A universal hash family[1] (paywall-free) $H_r\colon U \to S$ is a set of functions on an input space $U$ into a hash space $S$ indexed by a random $r$ so that the collision probability $\Pr[H_r(a) = H_r(b)]$ is bounded by a small constant like $1/\#S$ for any distinct $a \ne b$. Sometimes, we are more concerned with a bound on the difference probability $\Pr[H_r(a) - H_r(b) = \delta]$ for any inputs $a \ne b$ and difference $\delta$, where $S$ has some group structure, e.g. if we are going to use this to make a message authenticator[2]; this implies a bound on the collision probability by choosing $\delta = 0$.
A typical example is a polynomial evaluation hash:
Fix a field $k$, let the hash space $S$ be the field $k$, and let the input space $U$ be the set of polynomials of degree at most $\ell$ over $k$ with zero constant term; then define $H_r(p) = p(r)$ with $r$ uniformly distributed in $k$. If $H_r(p) = H_r(q)$, then $p(r) - q(r) = 0$, so $r$ is a root of a polynomial of degree $\ell$, of which there are at most $\ell$ possibilities each with probability $1/\#k$, so $$\Pr[H_r(p) = H_r(q)] \leq \frac{\ell}{\#k}.$$
To evaluate a polynomial $a_1 r^\ell + a_2 r^{\ell - 1} + \dots + a_\ell r$, you can use Horner's rule $(\cdots ((a_1 \cdot r + a_2) \cdot r + a_3) \cdots) \cdot r + a_\ell$, which costs exactly $\ell$ multiplications and $\ell - 1$ additions in the field $k$. The simple algebraic structure means you can easily vectorize it in a $t$-way vector unit by precomputing powers $(r, r^2, r^3, \dots, r^t)$ of $r$.
Two popular polynomial evaluation hashes are Poly1305[3] and GHASH[4], over fields of size $\#k \approx 2^{128}$. They are so popular that your web browser is probably using at least one of them right now to communicate with the crypto.stackexchange.com web servers.
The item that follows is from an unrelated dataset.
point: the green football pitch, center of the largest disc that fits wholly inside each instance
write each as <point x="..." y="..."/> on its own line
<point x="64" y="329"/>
Poly1305 uses the prime field $\mathbb Z/(2^{130} - 5)\mathbb Z$ which admits fast software implementations; GHASH uses the binary field $\operatorname{GF}(2^{128})$ which admits cheap hardware implementations. They can process data at under 1 cycle per byte on typical CPUs, many times faster than any collision-resistant hash, even the fastest contenders like BLAKE2b, whose fastest implementations on the fastest CPUs haven't broken 2.5 cpb on eBACS even on messages many times longer than yours and which usually run more like 6-12 cpb on message lengths closer to yours.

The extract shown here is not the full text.